Dr. Graeme E. Glass, attending plastic and craniofacial surgeon at Sidra Medicine and assistant professor of clinical (plastic) surgery at WCM-Q, gave a lecture entitled ‘Innovations in Craniofacial Reconstructive Surgery’ in which he explained various abnormalities in the development of the skull in children and the interventions used to treat them. These included craniosynostosis, in which the plates of the skull fuse too soon or abnormally, which often requires surgical treatment, and plagiocephaly, in which a flat spot or other unevenness develops, and which can be treated with a custom-designed helmet.

Dr. Glass said: “In the most severe cases [of plagiocephaly], we can use a molding helmet, which are made by a company in the US. Thanks to a great innovation we don’t actually need a CT scan to get these custom-designed helmets – all we need is a 3-D picture. So, we take a 3-D picture of the patient’s head, which is uploaded to a server in the US, they make the helmets for us and post them back within three weeks.” 

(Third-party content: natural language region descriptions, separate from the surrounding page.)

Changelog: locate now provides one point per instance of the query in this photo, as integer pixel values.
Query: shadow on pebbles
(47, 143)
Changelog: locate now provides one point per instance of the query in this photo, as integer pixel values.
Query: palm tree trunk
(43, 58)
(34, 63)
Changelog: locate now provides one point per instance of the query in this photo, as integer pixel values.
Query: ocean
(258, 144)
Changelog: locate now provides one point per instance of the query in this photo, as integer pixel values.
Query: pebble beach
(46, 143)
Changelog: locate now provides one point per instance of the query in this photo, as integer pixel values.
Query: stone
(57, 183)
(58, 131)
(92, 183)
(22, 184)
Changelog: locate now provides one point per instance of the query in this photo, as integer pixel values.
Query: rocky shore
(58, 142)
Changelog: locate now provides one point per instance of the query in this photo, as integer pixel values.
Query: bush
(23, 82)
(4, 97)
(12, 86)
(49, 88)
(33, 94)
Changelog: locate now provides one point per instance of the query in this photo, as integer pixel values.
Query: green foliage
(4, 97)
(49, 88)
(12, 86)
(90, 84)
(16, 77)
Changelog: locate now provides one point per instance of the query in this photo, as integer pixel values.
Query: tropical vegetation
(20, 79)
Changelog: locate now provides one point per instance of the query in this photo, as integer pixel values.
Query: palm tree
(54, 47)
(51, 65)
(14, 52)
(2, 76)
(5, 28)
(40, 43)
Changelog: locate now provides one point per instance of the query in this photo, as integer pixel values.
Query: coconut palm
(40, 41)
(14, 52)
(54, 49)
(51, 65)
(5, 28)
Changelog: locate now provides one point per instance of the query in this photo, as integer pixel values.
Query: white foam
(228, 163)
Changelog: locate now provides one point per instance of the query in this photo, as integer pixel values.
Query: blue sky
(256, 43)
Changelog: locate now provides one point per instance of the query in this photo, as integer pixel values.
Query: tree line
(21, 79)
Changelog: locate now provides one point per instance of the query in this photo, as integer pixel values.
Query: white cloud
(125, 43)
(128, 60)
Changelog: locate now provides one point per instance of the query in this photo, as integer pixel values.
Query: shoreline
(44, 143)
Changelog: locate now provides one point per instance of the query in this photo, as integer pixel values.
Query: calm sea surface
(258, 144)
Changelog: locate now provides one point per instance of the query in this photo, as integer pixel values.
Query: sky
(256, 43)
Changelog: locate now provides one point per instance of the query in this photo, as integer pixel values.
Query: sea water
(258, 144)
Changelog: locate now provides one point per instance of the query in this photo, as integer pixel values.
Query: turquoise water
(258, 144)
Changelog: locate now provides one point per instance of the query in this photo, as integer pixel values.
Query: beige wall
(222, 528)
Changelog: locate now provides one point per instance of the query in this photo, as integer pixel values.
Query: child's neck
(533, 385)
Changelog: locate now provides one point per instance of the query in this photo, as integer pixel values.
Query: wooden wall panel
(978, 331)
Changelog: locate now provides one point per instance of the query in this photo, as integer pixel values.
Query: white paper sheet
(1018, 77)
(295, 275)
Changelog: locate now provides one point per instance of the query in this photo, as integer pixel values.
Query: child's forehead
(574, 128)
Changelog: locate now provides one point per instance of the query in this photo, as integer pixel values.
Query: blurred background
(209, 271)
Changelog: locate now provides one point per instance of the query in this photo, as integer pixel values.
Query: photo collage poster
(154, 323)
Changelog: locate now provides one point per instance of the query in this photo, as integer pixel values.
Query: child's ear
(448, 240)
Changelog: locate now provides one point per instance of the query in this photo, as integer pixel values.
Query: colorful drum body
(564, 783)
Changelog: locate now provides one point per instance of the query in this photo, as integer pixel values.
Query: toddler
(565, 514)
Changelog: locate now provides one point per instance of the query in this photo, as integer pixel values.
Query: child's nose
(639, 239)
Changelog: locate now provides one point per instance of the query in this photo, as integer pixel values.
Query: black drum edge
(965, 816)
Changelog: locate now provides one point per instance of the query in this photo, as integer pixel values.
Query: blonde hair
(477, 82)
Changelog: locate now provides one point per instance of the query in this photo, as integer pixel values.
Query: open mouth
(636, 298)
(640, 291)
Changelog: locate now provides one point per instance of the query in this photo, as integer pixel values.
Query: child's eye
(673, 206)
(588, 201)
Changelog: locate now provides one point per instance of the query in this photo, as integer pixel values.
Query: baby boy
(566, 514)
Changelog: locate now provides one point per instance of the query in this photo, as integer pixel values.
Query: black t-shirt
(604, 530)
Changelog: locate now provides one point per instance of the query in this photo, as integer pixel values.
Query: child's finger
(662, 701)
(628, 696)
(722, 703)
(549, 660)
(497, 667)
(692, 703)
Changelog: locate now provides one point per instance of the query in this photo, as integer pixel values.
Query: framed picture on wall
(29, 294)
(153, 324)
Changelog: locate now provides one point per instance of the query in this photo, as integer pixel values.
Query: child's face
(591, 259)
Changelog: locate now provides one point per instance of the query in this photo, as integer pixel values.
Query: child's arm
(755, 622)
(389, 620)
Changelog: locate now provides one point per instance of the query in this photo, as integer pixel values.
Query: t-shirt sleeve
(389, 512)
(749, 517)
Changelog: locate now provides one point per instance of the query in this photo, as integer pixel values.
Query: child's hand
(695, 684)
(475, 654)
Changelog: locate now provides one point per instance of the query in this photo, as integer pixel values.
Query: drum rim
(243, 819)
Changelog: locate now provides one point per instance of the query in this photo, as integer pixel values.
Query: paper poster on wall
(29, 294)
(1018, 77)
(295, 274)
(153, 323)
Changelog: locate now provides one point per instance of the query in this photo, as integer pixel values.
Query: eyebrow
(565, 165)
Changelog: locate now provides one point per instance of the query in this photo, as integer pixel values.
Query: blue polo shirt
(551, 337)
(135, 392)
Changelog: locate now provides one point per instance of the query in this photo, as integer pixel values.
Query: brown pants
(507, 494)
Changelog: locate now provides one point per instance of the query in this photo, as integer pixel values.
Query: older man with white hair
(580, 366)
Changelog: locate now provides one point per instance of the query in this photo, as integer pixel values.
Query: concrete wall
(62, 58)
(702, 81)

Dr. Glass went on to outline the influence of craniosynostosis on intercranial pressure and also explained several types of craniofacial deformities and the frontofacial surgeries deployed to correct them. Both lectures were accredited locally by the Qatar Council for Healthcare Practitioners-Accreditation Department (QCHP-AD) and internationally by the Accreditation Council for Continuing Medical Education (ACCME).